What about the vectorized spatial net implementation?

In [51]:
w.compute_row(w.spatial_nets[0], xinputs)

<tf.Tensor: shape=(3, 2), dtype=float64, numpy=
array([[ 0.03046872,  0.12013633],
       [-0.00304384,  0.14237937],
       [ 0.06376086,  0.09589538]])>

In [53]:
tf.reshape(w.spatial_nets[0](xinputs), (nwalkers, nparticles))

<tf.Tensor: shape=(3, 2), dtype=float64, numpy=
array([[ 0.03046872,  0.12013633],
       [-0.00304384,  0.14237937],
       [ 0.06376086,  0.09589538]])>

In [54]:
tf.reshape(w.spatial_nets[1](xinputs), (nwalkers, nparticles))

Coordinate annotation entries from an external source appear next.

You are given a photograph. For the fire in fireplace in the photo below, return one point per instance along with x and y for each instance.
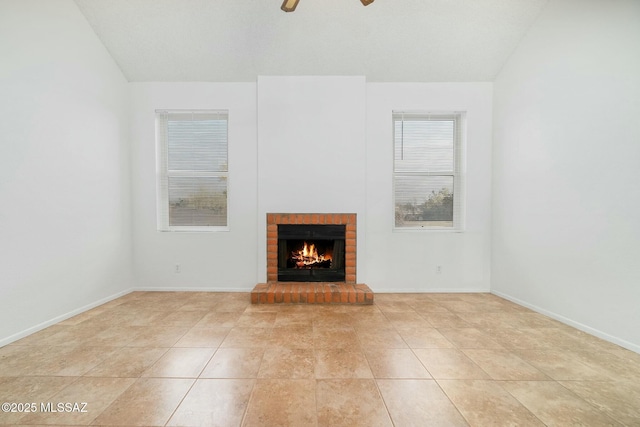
(311, 253)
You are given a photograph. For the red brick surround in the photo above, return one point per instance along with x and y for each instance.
(274, 219)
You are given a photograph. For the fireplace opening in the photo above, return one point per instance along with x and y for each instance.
(311, 253)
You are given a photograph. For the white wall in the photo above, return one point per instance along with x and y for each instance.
(407, 260)
(64, 167)
(311, 151)
(209, 260)
(566, 236)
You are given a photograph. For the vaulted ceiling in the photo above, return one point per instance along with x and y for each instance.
(237, 40)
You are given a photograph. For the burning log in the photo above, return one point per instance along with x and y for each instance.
(308, 257)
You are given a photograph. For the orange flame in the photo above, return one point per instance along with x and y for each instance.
(308, 255)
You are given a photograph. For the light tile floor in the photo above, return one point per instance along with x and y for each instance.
(213, 359)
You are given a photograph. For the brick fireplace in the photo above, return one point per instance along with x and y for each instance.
(277, 291)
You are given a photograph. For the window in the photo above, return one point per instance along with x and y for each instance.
(427, 170)
(192, 170)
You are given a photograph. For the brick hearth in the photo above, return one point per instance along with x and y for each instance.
(311, 293)
(347, 292)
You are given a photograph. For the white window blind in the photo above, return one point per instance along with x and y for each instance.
(428, 172)
(192, 169)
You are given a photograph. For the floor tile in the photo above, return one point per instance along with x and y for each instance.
(246, 337)
(148, 402)
(341, 363)
(158, 336)
(449, 363)
(287, 363)
(408, 359)
(29, 389)
(484, 402)
(380, 338)
(127, 362)
(180, 363)
(220, 319)
(214, 403)
(395, 363)
(234, 363)
(88, 397)
(560, 365)
(554, 405)
(618, 399)
(291, 337)
(469, 338)
(419, 403)
(419, 337)
(350, 402)
(504, 365)
(282, 402)
(203, 337)
(335, 338)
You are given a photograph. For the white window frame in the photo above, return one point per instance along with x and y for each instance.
(458, 172)
(163, 173)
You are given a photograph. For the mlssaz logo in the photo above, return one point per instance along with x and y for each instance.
(63, 407)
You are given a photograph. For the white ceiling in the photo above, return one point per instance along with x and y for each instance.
(237, 40)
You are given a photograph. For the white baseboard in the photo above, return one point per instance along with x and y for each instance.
(595, 332)
(65, 316)
(431, 291)
(188, 289)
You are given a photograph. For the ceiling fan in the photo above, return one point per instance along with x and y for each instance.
(290, 5)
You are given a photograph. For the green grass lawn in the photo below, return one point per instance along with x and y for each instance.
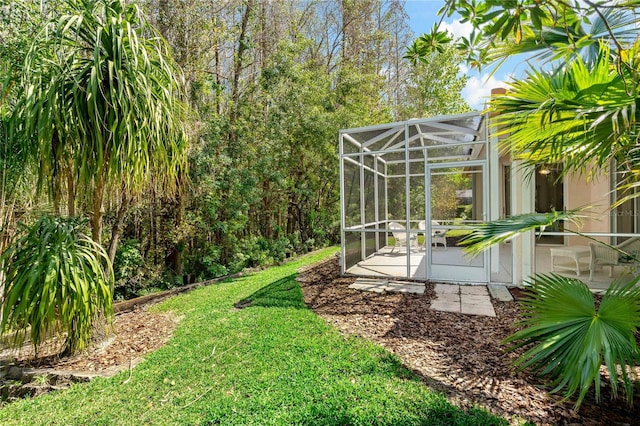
(272, 363)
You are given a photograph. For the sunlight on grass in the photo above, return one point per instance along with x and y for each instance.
(273, 362)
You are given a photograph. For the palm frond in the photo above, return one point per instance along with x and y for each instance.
(498, 231)
(568, 339)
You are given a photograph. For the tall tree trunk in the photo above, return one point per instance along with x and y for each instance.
(116, 230)
(238, 65)
(98, 212)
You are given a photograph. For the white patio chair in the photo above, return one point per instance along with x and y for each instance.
(602, 255)
(438, 236)
(399, 233)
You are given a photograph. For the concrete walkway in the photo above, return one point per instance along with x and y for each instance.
(463, 299)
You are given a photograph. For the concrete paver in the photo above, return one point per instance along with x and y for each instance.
(466, 299)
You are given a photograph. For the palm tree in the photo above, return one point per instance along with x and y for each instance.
(102, 110)
(583, 113)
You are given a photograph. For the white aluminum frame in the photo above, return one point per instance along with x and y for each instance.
(395, 138)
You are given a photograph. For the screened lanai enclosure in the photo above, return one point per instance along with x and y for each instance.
(410, 190)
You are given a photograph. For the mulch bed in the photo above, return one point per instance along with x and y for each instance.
(135, 333)
(460, 355)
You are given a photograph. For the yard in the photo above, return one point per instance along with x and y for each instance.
(277, 347)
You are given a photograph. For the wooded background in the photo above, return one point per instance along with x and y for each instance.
(268, 83)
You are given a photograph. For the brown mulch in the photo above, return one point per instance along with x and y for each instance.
(459, 355)
(134, 334)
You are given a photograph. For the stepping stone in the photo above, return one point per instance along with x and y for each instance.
(405, 287)
(380, 286)
(447, 288)
(474, 290)
(500, 292)
(445, 306)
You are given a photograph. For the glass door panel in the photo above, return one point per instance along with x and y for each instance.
(457, 201)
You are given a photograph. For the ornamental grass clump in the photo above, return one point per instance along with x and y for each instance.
(58, 281)
(568, 337)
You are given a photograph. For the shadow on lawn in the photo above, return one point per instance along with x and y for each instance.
(283, 293)
(340, 408)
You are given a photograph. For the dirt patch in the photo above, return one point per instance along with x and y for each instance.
(135, 334)
(460, 355)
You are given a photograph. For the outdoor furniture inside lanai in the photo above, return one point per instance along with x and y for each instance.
(625, 254)
(438, 236)
(399, 234)
(575, 253)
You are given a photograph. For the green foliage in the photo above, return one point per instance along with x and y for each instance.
(568, 338)
(128, 269)
(434, 87)
(103, 100)
(275, 362)
(488, 234)
(552, 30)
(55, 283)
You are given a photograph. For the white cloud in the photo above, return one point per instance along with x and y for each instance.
(478, 89)
(458, 29)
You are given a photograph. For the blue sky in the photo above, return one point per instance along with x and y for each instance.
(422, 16)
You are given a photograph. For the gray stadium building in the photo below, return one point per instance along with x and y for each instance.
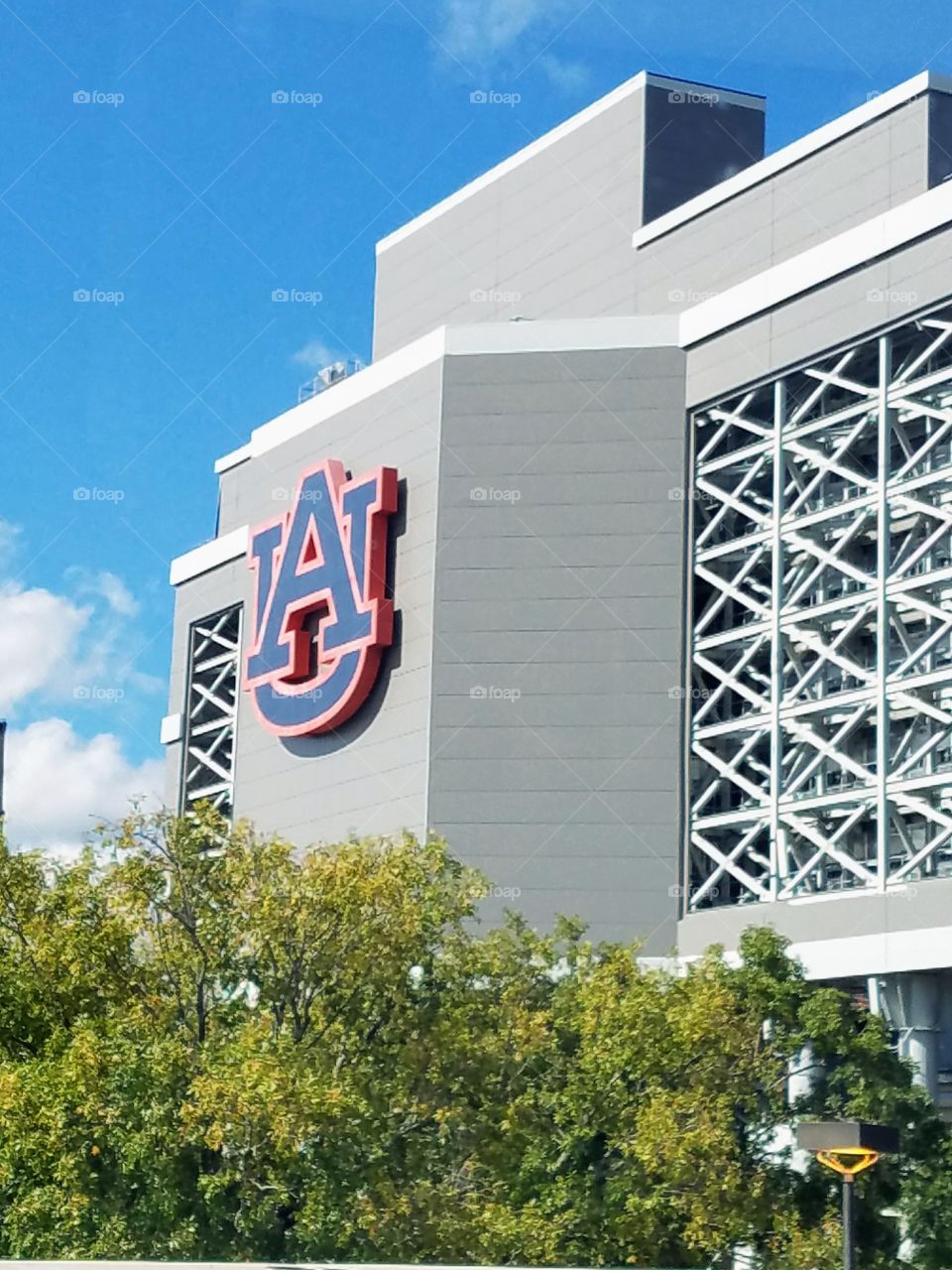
(627, 563)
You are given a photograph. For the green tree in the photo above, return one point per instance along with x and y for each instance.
(213, 1046)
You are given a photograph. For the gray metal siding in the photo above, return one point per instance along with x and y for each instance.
(869, 172)
(567, 795)
(555, 231)
(370, 778)
(887, 291)
(828, 919)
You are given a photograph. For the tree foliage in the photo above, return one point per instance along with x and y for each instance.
(216, 1047)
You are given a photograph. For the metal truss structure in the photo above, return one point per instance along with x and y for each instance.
(208, 762)
(820, 667)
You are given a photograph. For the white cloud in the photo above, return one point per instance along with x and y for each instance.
(59, 784)
(105, 585)
(565, 75)
(39, 638)
(315, 356)
(66, 647)
(479, 32)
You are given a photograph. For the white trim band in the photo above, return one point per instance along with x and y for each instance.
(209, 556)
(819, 264)
(889, 952)
(232, 458)
(797, 150)
(490, 336)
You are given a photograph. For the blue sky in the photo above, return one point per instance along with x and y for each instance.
(179, 194)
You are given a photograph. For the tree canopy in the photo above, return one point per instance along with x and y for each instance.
(213, 1046)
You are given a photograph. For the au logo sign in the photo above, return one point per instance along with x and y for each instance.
(320, 615)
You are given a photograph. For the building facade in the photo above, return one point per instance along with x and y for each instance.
(627, 563)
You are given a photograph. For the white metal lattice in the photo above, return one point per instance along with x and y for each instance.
(820, 670)
(208, 765)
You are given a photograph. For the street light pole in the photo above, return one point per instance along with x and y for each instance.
(849, 1147)
(848, 1222)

<tf.Tensor: shape=(3, 2), dtype=float64, numpy=
array([[-0.51251004,  0.48281624],
       [-0.24184365,  0.18608135],
       [-0.00431047, -0.04023421]])>

In [55]:
w.compute_spatial_slater(xinputs)

<tf.Tensor: shape=(3, 2, 2), dtype=float64, numpy=
array([[[ 0.03046872,  0.12013633],
        [-0.51251004,  0.48281624]],

       [[-0.00304384,  0.14237937],
        [-0.24184365,  0.18608135]],

       [[ 0.06376086,  0.09589538],
        [-0.00431047, -0.04023421]]])>

In [56]:
tf.linalg.det(w.compute_spatial_slater(xinputs))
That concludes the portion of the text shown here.